結局、フィリアノーティの能力不足をやり玉に挙げつつ、実際にはここ数ヶ月の世界的不況、またベルスコニーニの歌劇場への予算削減等を受けて、何人も有名歌手にギャラを払うのがもったいないからじゃないんですか?でも一応、リハまではやって、有名歌手の名前を並べておけばチケットは売れるだろう、と言う策略。
でも、それのダシに使うのは、サルミネンとか、あるいは2年前のアラーニャみたいな外国人ですよね。フルラネットやチェドリンスみたいにこれからも出演して欲しい『身内』の歌手ではなくて。ミラネーゼにとっては、カラブリア出身のフィリアノーティはいくらスカラ座の学校出身であっても所詮は外国人も同様なんですよね。しかも、彼は最近、声の調子に波があって、理由付けがし易い状態にあったし・・・推測でしかありませんが、なんかきな臭いものを感じます。
by babyfairy (2008-12-13 07:09)
babyfairyさん
修道僧がトリプルキャストで、カルロが一人なんて、もうめちゃくちゃ。
イタリアの南北問題ね。ムーティはナポリ出身だけどガッティはミラノでしたね。
>カラブリア出身のフィリアノーティはいくらスカラ座の学校出身であっても所詮は外国人も同様
そうねぇ、イタリアも統一されたのは最近ですからね。グリゴーロ君なんか、ローマ育ちでもトスカーナ人って書かれますね。
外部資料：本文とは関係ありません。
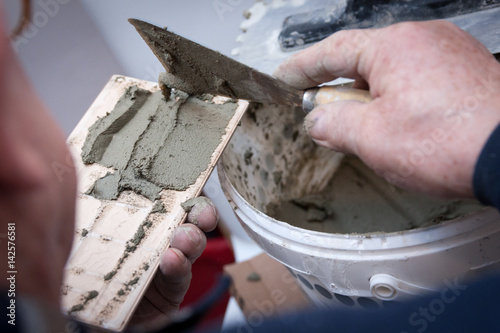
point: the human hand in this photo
(171, 282)
(436, 94)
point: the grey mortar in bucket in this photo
(322, 213)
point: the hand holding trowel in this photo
(198, 70)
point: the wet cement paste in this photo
(356, 200)
(277, 168)
(154, 143)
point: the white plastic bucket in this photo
(365, 270)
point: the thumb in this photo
(338, 125)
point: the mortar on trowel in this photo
(348, 237)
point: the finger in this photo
(171, 282)
(339, 126)
(203, 214)
(336, 56)
(190, 240)
(166, 292)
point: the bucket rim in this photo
(475, 225)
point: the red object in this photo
(206, 270)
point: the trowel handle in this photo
(327, 94)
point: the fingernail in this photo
(198, 208)
(192, 233)
(313, 123)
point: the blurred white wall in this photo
(74, 46)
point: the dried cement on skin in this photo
(358, 201)
(153, 143)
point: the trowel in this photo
(195, 69)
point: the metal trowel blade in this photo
(197, 70)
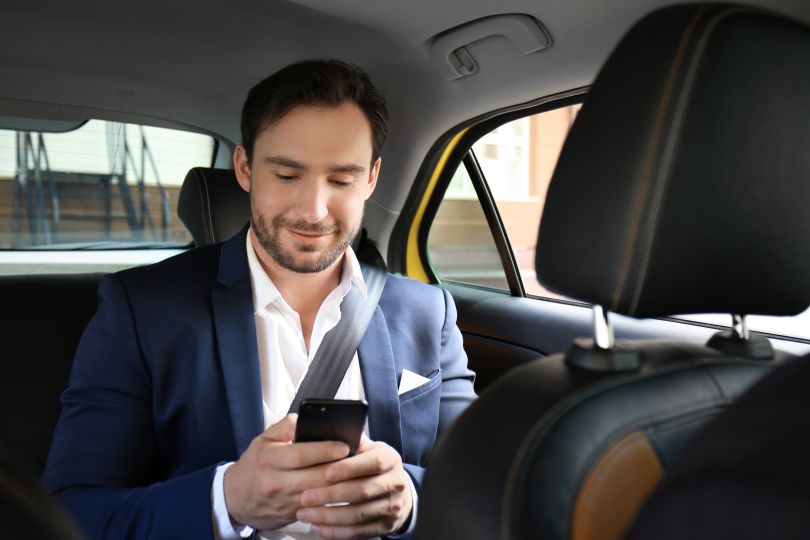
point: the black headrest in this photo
(684, 185)
(212, 205)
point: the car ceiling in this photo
(191, 63)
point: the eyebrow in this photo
(291, 163)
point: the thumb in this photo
(283, 430)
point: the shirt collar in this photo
(265, 291)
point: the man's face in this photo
(310, 176)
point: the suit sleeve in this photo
(103, 463)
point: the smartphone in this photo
(331, 420)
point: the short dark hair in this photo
(313, 82)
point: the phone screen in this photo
(331, 420)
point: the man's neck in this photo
(303, 292)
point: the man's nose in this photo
(312, 201)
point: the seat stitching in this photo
(600, 468)
(577, 398)
(209, 214)
(663, 108)
(647, 247)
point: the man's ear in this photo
(372, 177)
(241, 166)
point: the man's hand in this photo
(375, 486)
(263, 488)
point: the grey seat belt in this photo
(337, 349)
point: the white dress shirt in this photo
(283, 362)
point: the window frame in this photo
(462, 154)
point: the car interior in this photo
(118, 123)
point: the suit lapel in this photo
(380, 382)
(235, 329)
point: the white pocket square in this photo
(410, 380)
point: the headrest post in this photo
(740, 326)
(602, 331)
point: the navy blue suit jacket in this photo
(166, 385)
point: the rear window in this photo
(99, 186)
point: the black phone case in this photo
(331, 420)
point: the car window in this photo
(515, 161)
(100, 186)
(460, 242)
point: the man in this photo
(175, 422)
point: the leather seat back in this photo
(680, 189)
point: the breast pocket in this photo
(419, 418)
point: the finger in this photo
(283, 430)
(380, 459)
(356, 491)
(365, 444)
(303, 455)
(389, 509)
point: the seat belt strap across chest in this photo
(331, 361)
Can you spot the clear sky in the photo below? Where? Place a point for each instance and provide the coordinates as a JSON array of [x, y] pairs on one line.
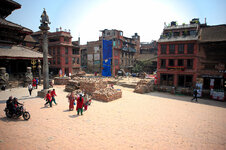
[[146, 17]]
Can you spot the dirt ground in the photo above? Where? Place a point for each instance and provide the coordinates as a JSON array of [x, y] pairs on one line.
[[136, 121]]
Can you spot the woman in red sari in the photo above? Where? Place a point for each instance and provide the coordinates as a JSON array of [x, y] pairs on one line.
[[80, 102], [34, 83], [71, 100]]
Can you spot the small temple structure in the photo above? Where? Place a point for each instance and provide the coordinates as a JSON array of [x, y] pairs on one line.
[[15, 57]]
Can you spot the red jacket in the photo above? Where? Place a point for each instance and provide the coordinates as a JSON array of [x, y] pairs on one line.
[[34, 82], [48, 97], [79, 103], [53, 93]]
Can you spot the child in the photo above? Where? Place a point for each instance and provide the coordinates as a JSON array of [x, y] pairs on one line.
[[53, 94], [48, 99], [80, 102], [30, 88], [34, 83]]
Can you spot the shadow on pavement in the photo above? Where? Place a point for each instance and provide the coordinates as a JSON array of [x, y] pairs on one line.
[[5, 119], [188, 99], [23, 98], [73, 116]]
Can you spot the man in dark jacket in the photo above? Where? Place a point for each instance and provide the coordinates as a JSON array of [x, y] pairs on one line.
[[195, 92]]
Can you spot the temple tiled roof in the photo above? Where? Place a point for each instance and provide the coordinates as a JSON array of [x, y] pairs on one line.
[[4, 22], [213, 33], [19, 52], [29, 38]]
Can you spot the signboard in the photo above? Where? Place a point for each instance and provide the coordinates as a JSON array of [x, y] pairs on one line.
[[96, 49], [96, 56], [90, 57], [179, 68]]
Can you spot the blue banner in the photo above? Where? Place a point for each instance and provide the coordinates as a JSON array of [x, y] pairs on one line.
[[107, 58]]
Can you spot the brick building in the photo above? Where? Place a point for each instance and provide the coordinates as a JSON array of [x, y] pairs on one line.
[[65, 53], [123, 50], [193, 55], [149, 48], [212, 62], [13, 56], [178, 55]]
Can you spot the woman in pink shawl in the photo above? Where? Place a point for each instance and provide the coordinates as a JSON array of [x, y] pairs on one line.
[[71, 100]]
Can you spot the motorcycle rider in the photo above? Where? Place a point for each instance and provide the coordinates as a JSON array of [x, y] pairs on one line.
[[16, 103], [9, 104]]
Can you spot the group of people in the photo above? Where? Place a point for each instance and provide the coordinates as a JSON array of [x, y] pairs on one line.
[[50, 97], [82, 101], [12, 104]]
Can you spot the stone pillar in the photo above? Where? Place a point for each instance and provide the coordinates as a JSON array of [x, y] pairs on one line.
[[4, 78], [44, 28], [28, 77], [45, 60], [39, 71]]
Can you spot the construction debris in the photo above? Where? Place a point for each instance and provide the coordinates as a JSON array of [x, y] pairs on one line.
[[96, 87], [78, 74], [72, 85], [107, 94], [144, 86]]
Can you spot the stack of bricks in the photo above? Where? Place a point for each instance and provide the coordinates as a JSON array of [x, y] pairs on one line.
[[93, 86], [107, 94], [89, 85], [144, 86], [61, 80], [78, 74]]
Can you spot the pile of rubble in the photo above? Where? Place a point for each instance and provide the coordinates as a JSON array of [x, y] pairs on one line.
[[78, 74], [144, 86], [96, 87], [72, 85], [107, 94], [88, 85]]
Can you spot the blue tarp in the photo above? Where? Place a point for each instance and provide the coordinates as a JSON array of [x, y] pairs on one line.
[[107, 57]]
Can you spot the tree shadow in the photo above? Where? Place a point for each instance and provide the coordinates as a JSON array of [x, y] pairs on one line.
[[186, 98], [5, 119], [23, 98], [67, 110], [73, 116]]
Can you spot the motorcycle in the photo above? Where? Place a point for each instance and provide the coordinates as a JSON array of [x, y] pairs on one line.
[[19, 112]]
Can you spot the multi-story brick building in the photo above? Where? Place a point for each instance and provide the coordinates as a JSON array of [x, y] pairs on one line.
[[178, 55], [212, 62], [66, 56], [123, 51], [65, 53], [149, 48], [193, 56]]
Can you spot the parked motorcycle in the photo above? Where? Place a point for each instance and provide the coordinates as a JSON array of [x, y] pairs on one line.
[[19, 112]]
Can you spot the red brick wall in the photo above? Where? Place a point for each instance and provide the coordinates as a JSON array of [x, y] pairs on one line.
[[176, 56]]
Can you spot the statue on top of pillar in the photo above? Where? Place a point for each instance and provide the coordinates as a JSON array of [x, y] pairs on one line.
[[28, 77], [44, 21]]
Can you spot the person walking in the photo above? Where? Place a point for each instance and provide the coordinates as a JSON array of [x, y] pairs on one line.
[[53, 94], [34, 83], [48, 99], [80, 102], [195, 92], [71, 100], [30, 88]]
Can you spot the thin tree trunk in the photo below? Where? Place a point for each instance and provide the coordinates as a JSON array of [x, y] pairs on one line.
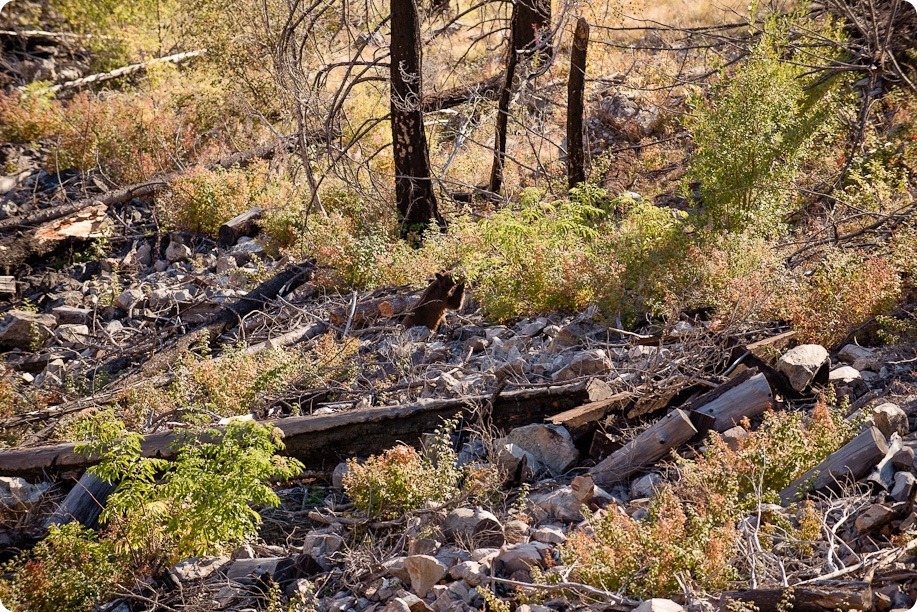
[[414, 195], [576, 157], [530, 20]]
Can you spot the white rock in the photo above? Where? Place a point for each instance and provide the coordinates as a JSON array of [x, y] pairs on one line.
[[802, 363], [549, 534], [551, 445]]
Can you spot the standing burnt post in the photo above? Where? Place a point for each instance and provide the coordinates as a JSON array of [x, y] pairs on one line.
[[576, 157], [414, 195]]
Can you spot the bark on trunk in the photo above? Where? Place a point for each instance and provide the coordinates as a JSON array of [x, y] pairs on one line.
[[576, 157], [413, 188]]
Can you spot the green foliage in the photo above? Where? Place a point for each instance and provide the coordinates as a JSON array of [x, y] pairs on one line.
[[689, 532], [197, 504], [401, 479], [71, 569], [752, 135]]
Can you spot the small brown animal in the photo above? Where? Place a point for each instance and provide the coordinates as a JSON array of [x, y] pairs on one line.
[[443, 293]]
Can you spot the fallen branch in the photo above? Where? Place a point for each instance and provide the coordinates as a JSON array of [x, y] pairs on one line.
[[125, 71], [319, 440]]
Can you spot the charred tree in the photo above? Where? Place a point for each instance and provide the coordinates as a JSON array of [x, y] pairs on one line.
[[414, 195], [576, 157], [529, 25]]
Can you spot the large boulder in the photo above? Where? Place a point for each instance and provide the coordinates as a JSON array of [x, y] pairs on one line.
[[23, 329], [803, 364], [551, 445]]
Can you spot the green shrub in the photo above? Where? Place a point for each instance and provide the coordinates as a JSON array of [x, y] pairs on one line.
[[401, 479], [200, 503], [752, 135], [71, 569]]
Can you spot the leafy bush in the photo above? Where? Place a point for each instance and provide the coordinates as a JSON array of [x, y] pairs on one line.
[[71, 569], [690, 532], [400, 479], [752, 135], [199, 503]]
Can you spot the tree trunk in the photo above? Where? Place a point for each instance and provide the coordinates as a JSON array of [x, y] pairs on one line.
[[413, 188], [576, 158], [529, 18]]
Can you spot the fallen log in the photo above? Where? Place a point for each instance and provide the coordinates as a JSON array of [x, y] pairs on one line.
[[245, 224], [812, 597], [322, 440], [92, 79], [669, 432], [580, 421], [140, 190], [746, 396], [851, 462]]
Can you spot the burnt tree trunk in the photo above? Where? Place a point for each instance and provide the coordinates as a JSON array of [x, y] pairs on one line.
[[576, 157], [530, 22], [413, 188]]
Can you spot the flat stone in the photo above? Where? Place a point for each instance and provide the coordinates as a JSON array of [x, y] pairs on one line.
[[802, 364], [424, 571], [23, 329], [551, 445]]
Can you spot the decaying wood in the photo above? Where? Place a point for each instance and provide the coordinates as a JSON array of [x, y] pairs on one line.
[[245, 224], [139, 190], [669, 432], [812, 597], [747, 399], [321, 440], [84, 503], [851, 462], [581, 420], [92, 79]]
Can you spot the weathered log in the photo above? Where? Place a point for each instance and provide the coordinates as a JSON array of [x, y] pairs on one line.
[[667, 433], [321, 440], [245, 224], [84, 503], [852, 461], [812, 597], [580, 421], [746, 399], [140, 190], [576, 157], [92, 79], [374, 309]]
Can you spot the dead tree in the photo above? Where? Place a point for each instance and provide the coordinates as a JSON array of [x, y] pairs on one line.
[[576, 158], [530, 21], [414, 195]]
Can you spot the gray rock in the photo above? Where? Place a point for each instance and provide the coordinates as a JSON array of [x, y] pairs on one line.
[[518, 557], [424, 571], [549, 534], [645, 485], [560, 503], [659, 605], [474, 525], [23, 329], [177, 252], [844, 375], [904, 485], [584, 363], [802, 364], [128, 298], [551, 445], [859, 357]]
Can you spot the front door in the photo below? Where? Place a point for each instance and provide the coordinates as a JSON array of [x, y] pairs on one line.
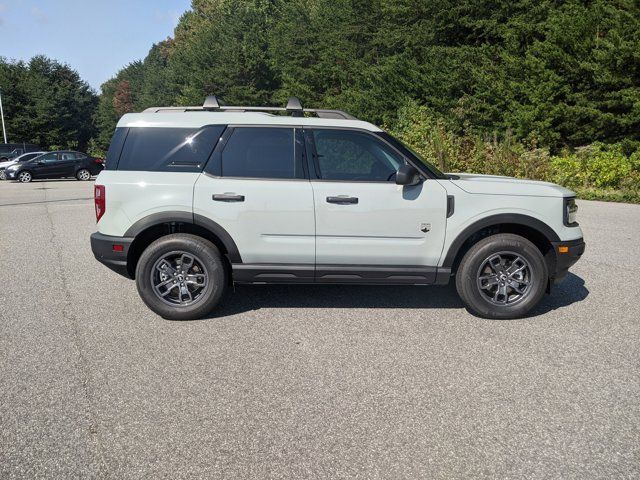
[[47, 166], [363, 219], [255, 188]]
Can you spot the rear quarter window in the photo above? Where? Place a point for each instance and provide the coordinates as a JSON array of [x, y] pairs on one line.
[[166, 149]]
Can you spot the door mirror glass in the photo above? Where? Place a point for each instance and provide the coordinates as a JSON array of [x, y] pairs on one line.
[[407, 175]]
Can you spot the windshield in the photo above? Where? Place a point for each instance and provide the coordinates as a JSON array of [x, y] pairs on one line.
[[409, 152]]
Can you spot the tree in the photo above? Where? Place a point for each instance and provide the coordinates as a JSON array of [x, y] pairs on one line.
[[46, 103]]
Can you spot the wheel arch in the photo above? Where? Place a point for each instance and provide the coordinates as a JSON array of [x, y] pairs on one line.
[[534, 230], [150, 228]]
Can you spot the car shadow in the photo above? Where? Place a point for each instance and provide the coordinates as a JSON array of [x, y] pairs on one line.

日本の、学閥みたいなかんじで固まるってのはあるかもしれませんね。
まあ、今回の件、病気じゃないのに無理矢理降ろしたってのがバレちゃったんで、裏があるような感じになってますが、もしかしたら、劇場側は、気楽に考えてたのかも.....歌手は言いなりになるし、プライドなんかないと思ってたのかも。
by keyaki (2008-12-13 15:09)
人気テノール5人、それぞれリンクや画像サイトで視聴してみました。持ち味が違って面白かったです。
私の好みもありますが、グリゴーロはこの5人より傑出していると思います。リリックで芯に強さのある声ですし、容姿と演技力は言わずもがな。知名度の違い(たぶん日本だけ?)は、劇場出演の頻度が理由でしょうか。
ニールは1月も歌っちゃうんですねぇ。彼にとっては我が世の春、この世をば我が世とぞ思う望月のかけたることもなしと思えば、こんな心境でしょうか。
ヴェルディのレクイエムがあんな胴間声で間に合う曲だったとは、知りませんでした。
いとも簡単お気楽に歌手と観客を蔑ろにする劇場にはふさわしいのかもしれませんね。
by ペーターのファンです。 (2008-12-13 17:33)
ペーターのファンさん
グリゴーロも含めてこの5人、けっこう個性があると思います。
カウフマンも若い若いと思っていたら、もう中年じゃないですか。この年まで、活躍しているということは、重要なんですよね。途中で、仕事がなくてやめる歌手とかも多いでしょうから。